Gordon Rocks  E-mail
Santa Cruz Dive Sites

Gordon Rocks as seen from above

Site:  Gordon Rocks
Location:  Santa Cruz
Degree of Difficulty: Intermediate to Advanced
Depth Range: 20-130 ft. Avg 60-80 ft
Current/ Surge:  Strong at times
Travel Time: 40-1:30. Depends on whether you depart from Itabaca Canal or Puerto Ayora and depends on boat speed.

Attractions:  While there is lots and lots to see, there is one reason people head to Gordon Rocks and one reason it is a world-renowned site: the Hammerheads. Lots of hammerheads up close and really personal.

Sure, there are Eagle Rays, Stingrays, Marbled Rays, Mantas, White-Tipped Reef Sharks, Galapagos Sharks, Jacks, Turtles, Heiroglyphic Hawkfish, Flag Cabrillas, Blennies, Wrasse in various growth stages, Cardinalfish, King Angelfish, Sea Lions, Yellowtail Surgeonfish, King Angelfish, Barracudas, Jack and more…but people remember one thing: Close encounters with Hammerheads.

Gordon Rocks is a highlight of any diving experience in the Galapagos.
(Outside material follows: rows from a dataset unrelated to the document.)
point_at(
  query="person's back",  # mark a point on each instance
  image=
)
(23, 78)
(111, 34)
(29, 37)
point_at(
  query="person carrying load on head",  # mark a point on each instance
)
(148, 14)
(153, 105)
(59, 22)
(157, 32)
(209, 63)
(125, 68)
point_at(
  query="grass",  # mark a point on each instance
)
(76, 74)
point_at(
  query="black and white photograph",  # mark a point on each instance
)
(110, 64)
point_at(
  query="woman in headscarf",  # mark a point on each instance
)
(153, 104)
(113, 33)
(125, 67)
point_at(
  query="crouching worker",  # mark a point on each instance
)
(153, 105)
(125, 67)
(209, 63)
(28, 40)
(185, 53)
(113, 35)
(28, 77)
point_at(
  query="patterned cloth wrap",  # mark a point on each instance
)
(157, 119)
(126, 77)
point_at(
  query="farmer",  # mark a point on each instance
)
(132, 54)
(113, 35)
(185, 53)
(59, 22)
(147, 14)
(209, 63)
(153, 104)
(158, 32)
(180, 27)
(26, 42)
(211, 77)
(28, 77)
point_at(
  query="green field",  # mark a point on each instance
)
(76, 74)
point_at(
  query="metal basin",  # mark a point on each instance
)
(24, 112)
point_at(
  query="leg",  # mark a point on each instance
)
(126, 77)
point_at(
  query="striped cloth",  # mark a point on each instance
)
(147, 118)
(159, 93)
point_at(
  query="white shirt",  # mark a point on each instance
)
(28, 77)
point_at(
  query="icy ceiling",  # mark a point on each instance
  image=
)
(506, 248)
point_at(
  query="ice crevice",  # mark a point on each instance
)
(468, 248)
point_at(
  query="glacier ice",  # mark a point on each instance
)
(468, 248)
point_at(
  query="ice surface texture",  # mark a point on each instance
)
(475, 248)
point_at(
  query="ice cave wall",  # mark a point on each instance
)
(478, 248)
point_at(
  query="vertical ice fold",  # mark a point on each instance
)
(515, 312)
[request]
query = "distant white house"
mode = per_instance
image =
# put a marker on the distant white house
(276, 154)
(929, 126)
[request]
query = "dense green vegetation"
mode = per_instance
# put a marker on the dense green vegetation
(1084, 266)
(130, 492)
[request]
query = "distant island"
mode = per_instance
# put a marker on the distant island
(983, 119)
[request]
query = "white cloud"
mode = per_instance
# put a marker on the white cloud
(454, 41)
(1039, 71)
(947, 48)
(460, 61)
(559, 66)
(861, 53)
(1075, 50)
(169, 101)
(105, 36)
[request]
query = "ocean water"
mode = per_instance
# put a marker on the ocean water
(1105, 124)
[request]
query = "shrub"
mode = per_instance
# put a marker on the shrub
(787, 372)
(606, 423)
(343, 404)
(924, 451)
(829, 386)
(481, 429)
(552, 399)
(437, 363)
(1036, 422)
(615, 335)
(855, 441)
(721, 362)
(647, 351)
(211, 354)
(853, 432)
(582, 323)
It is is the top of a submerged cone at the northeastern end of Santa Cruz Island.  It is sometimes referred to as 'the washing machine' for good reason.   The exposed northern and southern rocks are what remains of a caldera.  Below the water are submerged pinnacles and a channel between that can make for very strong currents, surge, down currents and there is depth, so this site is an advanced dive site. 

Sometimes, you take a taxi to the Itabaca Canal (45 minutes) and board the dive boat.  From there, it is 20-30 minutes to Gordon Rocks.  I have actually taken a very fast boat that departed from the main dock in Puerto Ayora and arrived at The Plazas (across from Gordon Rocks) 35 minutes later.  The following is a mini-trip report from one of my Gordon Rocks dives, the first ever Galapagos Dive Triangle I had put together.  It's one thing to dive for yourself, but if you're taking guests out, you REALLY want it to be good.
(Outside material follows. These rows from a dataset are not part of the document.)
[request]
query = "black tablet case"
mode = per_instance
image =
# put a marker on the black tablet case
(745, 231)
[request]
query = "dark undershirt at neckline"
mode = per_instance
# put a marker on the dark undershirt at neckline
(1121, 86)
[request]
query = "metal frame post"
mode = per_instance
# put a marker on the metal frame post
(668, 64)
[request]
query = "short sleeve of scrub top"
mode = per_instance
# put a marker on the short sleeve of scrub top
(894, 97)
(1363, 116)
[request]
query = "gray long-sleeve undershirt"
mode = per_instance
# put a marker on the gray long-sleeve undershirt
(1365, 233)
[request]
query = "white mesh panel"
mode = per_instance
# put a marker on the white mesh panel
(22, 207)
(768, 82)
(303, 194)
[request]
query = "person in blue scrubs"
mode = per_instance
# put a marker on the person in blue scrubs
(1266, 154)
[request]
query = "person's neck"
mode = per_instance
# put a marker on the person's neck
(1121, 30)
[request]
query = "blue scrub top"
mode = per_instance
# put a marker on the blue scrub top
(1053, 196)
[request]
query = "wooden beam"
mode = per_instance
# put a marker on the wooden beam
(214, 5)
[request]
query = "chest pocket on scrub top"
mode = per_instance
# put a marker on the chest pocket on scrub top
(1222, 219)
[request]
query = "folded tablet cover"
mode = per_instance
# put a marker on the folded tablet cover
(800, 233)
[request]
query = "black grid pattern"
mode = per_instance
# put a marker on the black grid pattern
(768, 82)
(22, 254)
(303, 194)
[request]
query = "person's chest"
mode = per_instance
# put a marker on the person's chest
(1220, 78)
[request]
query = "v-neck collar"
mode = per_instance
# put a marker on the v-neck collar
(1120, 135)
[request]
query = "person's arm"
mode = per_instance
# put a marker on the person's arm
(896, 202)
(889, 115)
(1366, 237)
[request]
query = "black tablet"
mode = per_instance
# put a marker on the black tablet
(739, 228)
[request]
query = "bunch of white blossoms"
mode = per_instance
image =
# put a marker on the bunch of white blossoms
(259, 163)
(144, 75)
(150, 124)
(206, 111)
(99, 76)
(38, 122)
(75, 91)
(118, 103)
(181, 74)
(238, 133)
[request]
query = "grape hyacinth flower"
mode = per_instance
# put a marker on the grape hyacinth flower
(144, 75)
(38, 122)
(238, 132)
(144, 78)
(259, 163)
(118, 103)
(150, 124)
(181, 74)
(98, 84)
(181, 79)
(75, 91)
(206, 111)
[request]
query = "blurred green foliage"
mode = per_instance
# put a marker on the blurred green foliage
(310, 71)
Dive 1: We got all suited up near shore and headed over as the currents around Gordon Rocks can be strong and the chop too difficult to do much beyond not fall out of the boat. We entered the ‘washing machine’ about at the center of the western ‘rock’, the more intact piece of the visible crater. We descended rather quickly assisted by a somewhat strong down current and were immediately rewarded with Hammerheads cruising the sandy bottom next to the reef. Being so fascinated by the hammerheads and not paying attention to our dive computers or depth gauges, Macarron had to ring his bell to alert us to the fact that we had descended a bit too far and guided up a ridge where we just held on for awhile watching the hammerhead swim around us and below us. One curious ‘martillo’ ended up about 5 meters or less in front of us. Fantastic experience to view hammerheads so up close and personal. We continued over the reef and crossed the strong current in the channel heading for the pinnacle.  There are a lot of amazing creatures at Gordon Rocks, but hammerheads are a pretty tough act to follow.  You end up so focused on them that you just forget that everywhere you look, especially above, is a well-stocked fish bowl!
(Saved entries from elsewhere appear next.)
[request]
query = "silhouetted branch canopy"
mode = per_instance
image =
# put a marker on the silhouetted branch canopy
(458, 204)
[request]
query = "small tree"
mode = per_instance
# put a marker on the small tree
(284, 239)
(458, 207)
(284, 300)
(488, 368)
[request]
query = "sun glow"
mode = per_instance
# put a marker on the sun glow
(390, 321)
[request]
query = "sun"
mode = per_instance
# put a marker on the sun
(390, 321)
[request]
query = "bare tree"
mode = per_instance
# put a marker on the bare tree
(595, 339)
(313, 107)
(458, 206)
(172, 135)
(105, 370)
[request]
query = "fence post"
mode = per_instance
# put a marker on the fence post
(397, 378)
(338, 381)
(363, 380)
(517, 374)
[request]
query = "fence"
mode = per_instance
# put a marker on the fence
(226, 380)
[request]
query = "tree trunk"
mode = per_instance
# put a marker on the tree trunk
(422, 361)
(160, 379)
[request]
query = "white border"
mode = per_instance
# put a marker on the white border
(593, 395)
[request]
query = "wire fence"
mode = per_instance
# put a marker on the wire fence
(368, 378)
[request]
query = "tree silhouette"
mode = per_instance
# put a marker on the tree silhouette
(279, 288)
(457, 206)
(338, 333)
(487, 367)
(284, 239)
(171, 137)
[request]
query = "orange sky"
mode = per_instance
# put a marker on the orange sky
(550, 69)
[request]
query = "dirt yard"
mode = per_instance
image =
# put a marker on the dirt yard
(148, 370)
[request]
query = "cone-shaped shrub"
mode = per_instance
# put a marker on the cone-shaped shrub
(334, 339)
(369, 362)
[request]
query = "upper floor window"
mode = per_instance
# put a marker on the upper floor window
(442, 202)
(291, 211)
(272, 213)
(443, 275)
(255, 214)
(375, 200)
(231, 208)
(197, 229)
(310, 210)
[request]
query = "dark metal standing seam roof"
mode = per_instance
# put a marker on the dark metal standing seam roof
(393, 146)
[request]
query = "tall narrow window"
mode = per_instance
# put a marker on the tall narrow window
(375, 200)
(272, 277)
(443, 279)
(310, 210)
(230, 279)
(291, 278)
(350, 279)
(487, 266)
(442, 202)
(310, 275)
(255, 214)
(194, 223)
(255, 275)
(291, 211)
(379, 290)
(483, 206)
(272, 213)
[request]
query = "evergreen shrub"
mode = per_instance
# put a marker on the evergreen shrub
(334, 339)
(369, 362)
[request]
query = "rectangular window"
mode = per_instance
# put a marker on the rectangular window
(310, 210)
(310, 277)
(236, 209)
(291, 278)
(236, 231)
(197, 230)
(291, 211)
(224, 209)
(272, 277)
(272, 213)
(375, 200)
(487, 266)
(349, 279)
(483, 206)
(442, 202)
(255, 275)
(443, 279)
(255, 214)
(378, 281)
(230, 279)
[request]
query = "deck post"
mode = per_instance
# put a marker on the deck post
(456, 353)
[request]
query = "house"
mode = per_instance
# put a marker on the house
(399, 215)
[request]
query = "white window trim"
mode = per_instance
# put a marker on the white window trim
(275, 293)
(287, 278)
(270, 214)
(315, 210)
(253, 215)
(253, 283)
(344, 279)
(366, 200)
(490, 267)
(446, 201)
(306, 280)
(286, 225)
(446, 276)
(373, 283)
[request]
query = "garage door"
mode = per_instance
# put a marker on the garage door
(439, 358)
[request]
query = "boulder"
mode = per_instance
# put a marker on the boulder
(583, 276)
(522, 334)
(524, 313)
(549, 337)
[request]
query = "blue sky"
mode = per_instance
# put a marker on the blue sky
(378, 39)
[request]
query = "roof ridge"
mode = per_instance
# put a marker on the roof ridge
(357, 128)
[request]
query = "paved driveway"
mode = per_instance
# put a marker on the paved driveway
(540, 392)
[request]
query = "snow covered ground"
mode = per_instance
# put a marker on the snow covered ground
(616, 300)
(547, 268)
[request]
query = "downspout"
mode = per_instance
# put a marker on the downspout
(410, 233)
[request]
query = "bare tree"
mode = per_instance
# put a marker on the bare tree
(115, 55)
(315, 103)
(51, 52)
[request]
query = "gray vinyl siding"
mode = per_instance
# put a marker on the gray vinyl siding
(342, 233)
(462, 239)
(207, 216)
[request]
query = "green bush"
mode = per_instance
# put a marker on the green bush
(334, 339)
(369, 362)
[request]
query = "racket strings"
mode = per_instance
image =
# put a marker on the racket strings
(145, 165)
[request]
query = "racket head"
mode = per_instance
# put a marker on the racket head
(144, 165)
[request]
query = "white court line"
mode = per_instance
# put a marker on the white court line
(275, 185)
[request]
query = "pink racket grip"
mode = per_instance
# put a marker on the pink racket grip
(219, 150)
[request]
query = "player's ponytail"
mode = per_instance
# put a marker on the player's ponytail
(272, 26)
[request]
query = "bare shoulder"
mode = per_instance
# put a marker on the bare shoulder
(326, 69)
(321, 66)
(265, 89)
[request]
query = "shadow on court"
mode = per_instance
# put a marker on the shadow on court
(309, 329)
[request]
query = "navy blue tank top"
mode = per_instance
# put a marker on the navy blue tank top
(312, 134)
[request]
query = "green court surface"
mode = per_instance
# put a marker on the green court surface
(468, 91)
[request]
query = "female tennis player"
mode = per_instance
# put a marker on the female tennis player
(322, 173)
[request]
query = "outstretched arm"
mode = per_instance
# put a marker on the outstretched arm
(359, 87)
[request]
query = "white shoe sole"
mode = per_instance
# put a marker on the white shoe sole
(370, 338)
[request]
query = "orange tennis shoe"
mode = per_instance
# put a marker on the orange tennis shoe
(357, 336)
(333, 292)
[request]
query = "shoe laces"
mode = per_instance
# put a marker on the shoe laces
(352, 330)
Dive 2: More hammerheads, large schools of fish, eagle rays…and did I mention the hammerheads? Dive 3: Again, I sit this out…Miriam and Javier left their camera onboard, so naturally, it was the best dive of the day. They reported sighting about 40 sharks, mostly hammerheads with a couple of white tips and 1 Galapagos Shark.

Post note: Luck of the draw…I dove Gordon Rocks the day after everyone left and waiting for us as we climbed back into the boat was a young whale shark, about 6-7 meters long. Fortunately, we could quickly don our snorkels and jump right back in where I swam about a meter away from him until he decided to speed it up. It’s as hopeless to chase a young whale shark as it is to chase penguins. Too fast.